The National Working Committee, chaired by former governor Adamu Muazu – a.k.a. ‘Game Changer’ also played a role in the defeat of the PDP. During the primaries, they were like emperors, strutting around, dictating and commanding, leaving unhappy part members in their wake and ensuring their poor public perception ranking remained unchanged. The decision to limit the delegates to just state executive committee members, ranking party members, elected officers and adhoc delegates made up of 3 members from each ward, made many party members unhappy – especially the ward chairmen. They managed to make some money from chaperoning the ad hoc delegates in their wards but they did not get the typical once in four years benefit of being delegates.

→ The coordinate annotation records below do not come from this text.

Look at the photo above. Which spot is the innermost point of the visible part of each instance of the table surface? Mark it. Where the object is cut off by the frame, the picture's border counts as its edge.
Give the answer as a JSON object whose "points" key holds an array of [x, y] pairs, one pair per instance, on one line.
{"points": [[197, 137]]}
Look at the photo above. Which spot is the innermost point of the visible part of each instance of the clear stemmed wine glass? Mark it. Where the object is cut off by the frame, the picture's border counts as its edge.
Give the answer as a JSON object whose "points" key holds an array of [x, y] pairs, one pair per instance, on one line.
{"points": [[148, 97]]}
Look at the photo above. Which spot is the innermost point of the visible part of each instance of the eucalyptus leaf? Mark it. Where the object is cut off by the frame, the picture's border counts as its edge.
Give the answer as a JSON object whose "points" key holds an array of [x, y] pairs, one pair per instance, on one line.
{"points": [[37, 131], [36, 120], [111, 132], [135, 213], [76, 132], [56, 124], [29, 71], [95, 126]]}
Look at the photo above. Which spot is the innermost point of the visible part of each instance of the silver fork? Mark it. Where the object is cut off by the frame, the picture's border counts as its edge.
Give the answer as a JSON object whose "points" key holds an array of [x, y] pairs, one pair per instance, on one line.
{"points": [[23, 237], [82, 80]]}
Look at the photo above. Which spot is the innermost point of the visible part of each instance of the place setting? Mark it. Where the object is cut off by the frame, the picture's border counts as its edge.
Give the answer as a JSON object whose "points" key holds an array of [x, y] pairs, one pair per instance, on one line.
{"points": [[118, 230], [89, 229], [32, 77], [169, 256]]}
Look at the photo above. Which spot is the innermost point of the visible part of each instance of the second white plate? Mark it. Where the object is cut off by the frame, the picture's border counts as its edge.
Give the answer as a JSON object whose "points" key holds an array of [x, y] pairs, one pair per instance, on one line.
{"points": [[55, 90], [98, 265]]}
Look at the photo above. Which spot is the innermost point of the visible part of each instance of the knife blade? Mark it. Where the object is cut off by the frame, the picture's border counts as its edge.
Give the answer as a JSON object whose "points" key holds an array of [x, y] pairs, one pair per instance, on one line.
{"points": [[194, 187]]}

As if that was not enough, key members of the NWC were allegedly induced to look the other way as the governors and other party heavy weights imposed their candidates on everyone else. In the FCT for example Senator Wowo was persuaded to step down for Senator Aduda even though the latter was not the favourite candidate within the FCT party structures. Peter Yohanna, the Chairman of the Bwari Area Council who set strong sights on getting into the House to represent AMAC/Bwari constituency was also encouraged to sit out the primaries. It is safe to bet that the same thing happened across the country. Finally, while the NWC complains that they were side lined by the Presidential Campaign Organisation – and this had nothing to do with the tone of the campaign, they neglect to share why they were side lined in the first place.  There was a gap to be filled and they allowed the likes of TAN and other copycat structures to fill the void.

Finally, the opportunists are also to blame and they have been largely quiet apart from a recant here and a crying spell there. Femi Fani Kayode, TAN and co have taken their proceeds and are enjoying a relatively quiet life while party royalty publicly tear themselves apart.

Those calling for the resignation of Adamu Muazu are doing so in the cannibalizing tradition of PDP – which has had 11 chairmen (substantive and acting) over the last 16 years. The validity of the message is not reduced by the questionable character of the messengers and should be considered seriously. However, the resignation of Muazu and the NWC would only be the beginning as members who really care about the legitimacy of the political process and protecting democracy must try to take control of the party in order to invest in it and nurture it. Nigeria cannot afford a 2 party state where one party is severely crippled with the baggage of all the actors involved in the last general elections.  Time for the weakest links to say goodbye.